In piedi sulla porta del suo appartamento in boulevard Richard-Lenoir, il commissario non riuscì a trattenere il sorriso, e non perché sua moglie lo avesse chiamato «signor Maigret», cosa che faceva spesso quando era in vena di scherzare, ma perché la folata calda che lo aveva investito in pieno viso gli aveva ricordato...
Si trovava lontano da Saint-Cloud e apparteneva ad un ceto ben diverso da quello dei finti coniugi Donge... Eppure al suo rientro aveva trovato la signora Maigret con l’ago in mano, non in cucina ma in sala da pranzo, con i piedi sulla stufetta anziché dentro il forno, e avrebbe scommesso che anche a casa sua, da qualche parte, ci fossero i resti di una torta.
Sopra il tavolo rotondo pendeva un lampadario. Sulla tovaglia, una grossa zuppiera panciuta, una caraffa per il vino, una per l’acqua e due tovaglioli nel loro anello d’argento. L’odore che veniva dalla cucina era identico a quello dello stufato di Charlotte...
«Ti hanno cercato tre volte...».
«Dalla Ditta?».
Lui e i suoi collaboratori chiamavano così la Polizia giudiziaria.
Si tolse il cappotto con un sospiro di soddisfazione, scaldò un attimo le mani sopra la stufetta e si rammentò che poco prima Prosper Donge aveva fatto lo stesso gesto.
Infine alzò il ricevitore e compose un numero.
«È lei, commissario?» chiese la voce bonaria di Lucas all’altro capo del filo.
«Come va?... Niente di nuovo?... Io invece ho alcune cosette da dirle, sono rimasto qui apposta... Per cominciare, l’istitutrice...

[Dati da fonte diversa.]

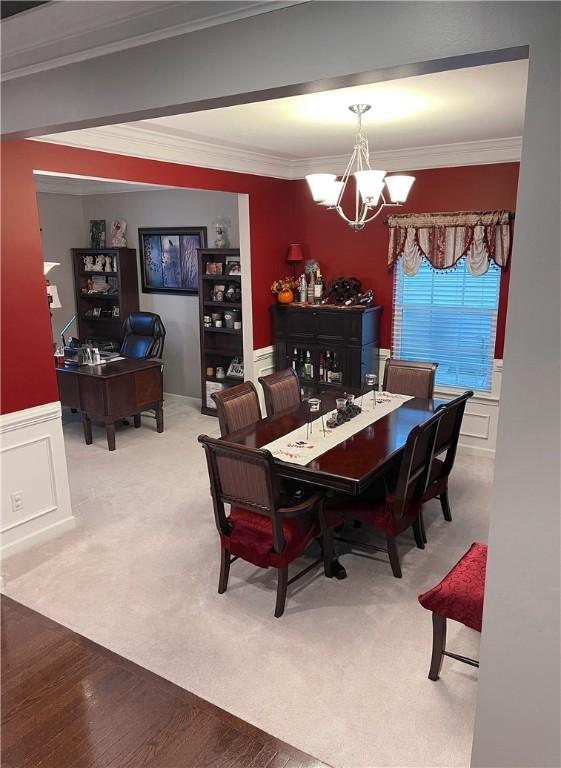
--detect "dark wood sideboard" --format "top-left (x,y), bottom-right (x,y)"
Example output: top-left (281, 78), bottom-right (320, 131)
top-left (271, 304), bottom-right (382, 394)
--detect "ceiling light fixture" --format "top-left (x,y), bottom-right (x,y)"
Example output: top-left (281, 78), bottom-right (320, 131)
top-left (306, 104), bottom-right (415, 232)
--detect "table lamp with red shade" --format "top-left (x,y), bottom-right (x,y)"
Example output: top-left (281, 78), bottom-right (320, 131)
top-left (286, 243), bottom-right (304, 278)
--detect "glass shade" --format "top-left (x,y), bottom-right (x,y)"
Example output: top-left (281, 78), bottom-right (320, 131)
top-left (354, 171), bottom-right (386, 206)
top-left (306, 173), bottom-right (337, 203)
top-left (386, 176), bottom-right (415, 203)
top-left (321, 181), bottom-right (343, 208)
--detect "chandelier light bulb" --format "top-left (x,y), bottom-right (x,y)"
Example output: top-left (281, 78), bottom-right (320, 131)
top-left (386, 176), bottom-right (415, 204)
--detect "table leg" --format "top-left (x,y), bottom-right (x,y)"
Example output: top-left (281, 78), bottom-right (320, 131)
top-left (156, 405), bottom-right (164, 432)
top-left (82, 413), bottom-right (93, 445)
top-left (105, 422), bottom-right (115, 451)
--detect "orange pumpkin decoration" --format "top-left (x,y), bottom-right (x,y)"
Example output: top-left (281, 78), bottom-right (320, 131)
top-left (277, 288), bottom-right (294, 304)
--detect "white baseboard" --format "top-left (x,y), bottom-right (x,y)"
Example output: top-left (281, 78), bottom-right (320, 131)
top-left (379, 349), bottom-right (503, 458)
top-left (0, 401), bottom-right (75, 557)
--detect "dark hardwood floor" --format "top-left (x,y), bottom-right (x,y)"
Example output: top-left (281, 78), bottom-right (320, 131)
top-left (2, 597), bottom-right (324, 768)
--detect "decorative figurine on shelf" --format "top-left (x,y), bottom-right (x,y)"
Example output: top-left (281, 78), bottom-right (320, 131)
top-left (271, 277), bottom-right (296, 304)
top-left (90, 219), bottom-right (105, 248)
top-left (214, 216), bottom-right (230, 248)
top-left (84, 256), bottom-right (95, 272)
top-left (107, 219), bottom-right (127, 246)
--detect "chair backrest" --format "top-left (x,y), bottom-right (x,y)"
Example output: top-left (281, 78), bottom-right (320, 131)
top-left (392, 410), bottom-right (444, 519)
top-left (258, 368), bottom-right (302, 416)
top-left (434, 390), bottom-right (473, 475)
top-left (211, 381), bottom-right (261, 437)
top-left (121, 312), bottom-right (166, 360)
top-left (383, 357), bottom-right (438, 398)
top-left (199, 435), bottom-right (284, 552)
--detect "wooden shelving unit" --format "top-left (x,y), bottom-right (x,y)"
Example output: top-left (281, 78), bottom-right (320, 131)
top-left (199, 248), bottom-right (243, 416)
top-left (72, 248), bottom-right (139, 350)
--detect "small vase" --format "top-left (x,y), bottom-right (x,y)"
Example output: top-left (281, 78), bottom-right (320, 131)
top-left (277, 288), bottom-right (294, 304)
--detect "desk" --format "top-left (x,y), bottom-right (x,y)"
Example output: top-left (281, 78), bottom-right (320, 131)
top-left (56, 359), bottom-right (164, 451)
top-left (224, 395), bottom-right (443, 496)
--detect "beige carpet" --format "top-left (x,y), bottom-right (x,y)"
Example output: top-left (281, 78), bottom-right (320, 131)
top-left (3, 397), bottom-right (493, 768)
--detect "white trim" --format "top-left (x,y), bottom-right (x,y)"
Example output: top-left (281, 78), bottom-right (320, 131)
top-left (28, 130), bottom-right (522, 180)
top-left (0, 401), bottom-right (75, 557)
top-left (378, 349), bottom-right (503, 457)
top-left (0, 0), bottom-right (306, 82)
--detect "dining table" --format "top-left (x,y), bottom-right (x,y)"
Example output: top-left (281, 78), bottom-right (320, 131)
top-left (222, 388), bottom-right (444, 579)
top-left (223, 390), bottom-right (444, 496)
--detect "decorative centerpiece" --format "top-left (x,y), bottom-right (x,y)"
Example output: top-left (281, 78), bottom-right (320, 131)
top-left (271, 277), bottom-right (297, 304)
top-left (327, 393), bottom-right (362, 429)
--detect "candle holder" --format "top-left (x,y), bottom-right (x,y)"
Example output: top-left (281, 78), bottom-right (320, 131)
top-left (306, 397), bottom-right (325, 440)
top-left (360, 373), bottom-right (378, 408)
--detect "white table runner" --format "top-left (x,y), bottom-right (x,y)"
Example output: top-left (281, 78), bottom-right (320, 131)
top-left (261, 392), bottom-right (413, 466)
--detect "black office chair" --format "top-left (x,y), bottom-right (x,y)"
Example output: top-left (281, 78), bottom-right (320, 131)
top-left (121, 312), bottom-right (166, 360)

«Quando è uscita dal Majestic, l’ha pedinata Janvier... E sa cosa pensa?... Secondo lui quella, dalle sue parti, non faceva l’istitutrice ma il gangster...

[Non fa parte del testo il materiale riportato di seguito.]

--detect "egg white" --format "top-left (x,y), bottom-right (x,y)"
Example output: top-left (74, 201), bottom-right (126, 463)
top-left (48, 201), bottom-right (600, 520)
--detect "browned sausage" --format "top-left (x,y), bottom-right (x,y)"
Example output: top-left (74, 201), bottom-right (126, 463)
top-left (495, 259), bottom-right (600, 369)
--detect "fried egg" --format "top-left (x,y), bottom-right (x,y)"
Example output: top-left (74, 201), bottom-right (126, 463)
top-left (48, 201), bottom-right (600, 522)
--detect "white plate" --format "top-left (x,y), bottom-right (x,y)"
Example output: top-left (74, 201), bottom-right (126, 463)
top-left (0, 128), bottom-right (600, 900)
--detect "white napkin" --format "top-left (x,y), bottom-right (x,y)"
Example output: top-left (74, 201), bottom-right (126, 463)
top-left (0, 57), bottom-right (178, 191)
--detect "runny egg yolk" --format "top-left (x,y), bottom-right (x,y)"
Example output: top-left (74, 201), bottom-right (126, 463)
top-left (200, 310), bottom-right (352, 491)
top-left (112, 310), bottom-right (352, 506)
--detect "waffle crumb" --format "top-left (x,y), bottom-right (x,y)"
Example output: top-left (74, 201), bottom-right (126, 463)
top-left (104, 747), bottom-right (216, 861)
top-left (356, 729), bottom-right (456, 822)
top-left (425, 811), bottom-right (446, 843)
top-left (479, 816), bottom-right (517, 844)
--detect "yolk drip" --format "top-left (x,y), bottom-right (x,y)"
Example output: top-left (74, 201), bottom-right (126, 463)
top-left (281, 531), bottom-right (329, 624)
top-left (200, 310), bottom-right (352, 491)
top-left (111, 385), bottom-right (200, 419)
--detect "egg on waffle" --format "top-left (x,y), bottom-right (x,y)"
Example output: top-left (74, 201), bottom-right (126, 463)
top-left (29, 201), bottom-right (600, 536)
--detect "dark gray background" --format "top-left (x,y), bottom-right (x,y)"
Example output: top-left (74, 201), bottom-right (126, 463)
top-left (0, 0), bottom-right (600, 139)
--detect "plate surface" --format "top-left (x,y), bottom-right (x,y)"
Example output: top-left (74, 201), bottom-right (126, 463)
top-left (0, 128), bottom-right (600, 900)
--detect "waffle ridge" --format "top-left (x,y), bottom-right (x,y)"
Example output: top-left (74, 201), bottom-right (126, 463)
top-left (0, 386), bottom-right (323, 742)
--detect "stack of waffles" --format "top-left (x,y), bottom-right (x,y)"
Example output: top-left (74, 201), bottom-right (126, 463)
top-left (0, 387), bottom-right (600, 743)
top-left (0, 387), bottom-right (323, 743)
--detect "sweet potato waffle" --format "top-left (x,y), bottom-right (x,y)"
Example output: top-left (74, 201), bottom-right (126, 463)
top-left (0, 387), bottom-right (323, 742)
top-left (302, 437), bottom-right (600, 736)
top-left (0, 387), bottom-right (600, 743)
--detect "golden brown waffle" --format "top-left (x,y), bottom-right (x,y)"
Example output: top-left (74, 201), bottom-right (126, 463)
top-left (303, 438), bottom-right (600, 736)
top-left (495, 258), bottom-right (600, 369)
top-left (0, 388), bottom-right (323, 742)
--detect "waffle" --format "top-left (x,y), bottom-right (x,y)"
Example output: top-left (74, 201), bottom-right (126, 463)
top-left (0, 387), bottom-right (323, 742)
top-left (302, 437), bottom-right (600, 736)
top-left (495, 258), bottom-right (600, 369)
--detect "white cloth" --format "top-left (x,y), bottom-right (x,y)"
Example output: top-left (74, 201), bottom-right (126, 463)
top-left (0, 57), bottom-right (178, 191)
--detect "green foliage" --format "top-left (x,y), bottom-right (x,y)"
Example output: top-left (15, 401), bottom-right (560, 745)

«Pronto?... Be’, le racconto in due parole quel che è successo... Poco dopo il vostro colloquio la ragazza ha lasciato l’albergo... Invece di prendere il taxi che le aveva chiamato il portiere, è saltata in un altro che girava in cerca di clienti. È un miracolo se Janvier non se l’è fatta scappare...
«Sui Grands Boulevards si è precipitata nel metrò... Poi è entrata in una casa ed è uscita dalla porta di servizio... Janvier è riuscito a starle dietro fino alla Gare de Lyon... Aveva paura che la ragazza salisse su un treno perché non aveva abbastanza soldi con sé...
«Dal binario 4 stava per partire il Roma-Express... Questione di una decina di minuti... Ellen Darroman ha passato in rassegna tutti i vagoni... Quando ormai stava per andarsene indispettita, è arrivato un uomo alto, elegantissimo, con una borsa da viaggio...».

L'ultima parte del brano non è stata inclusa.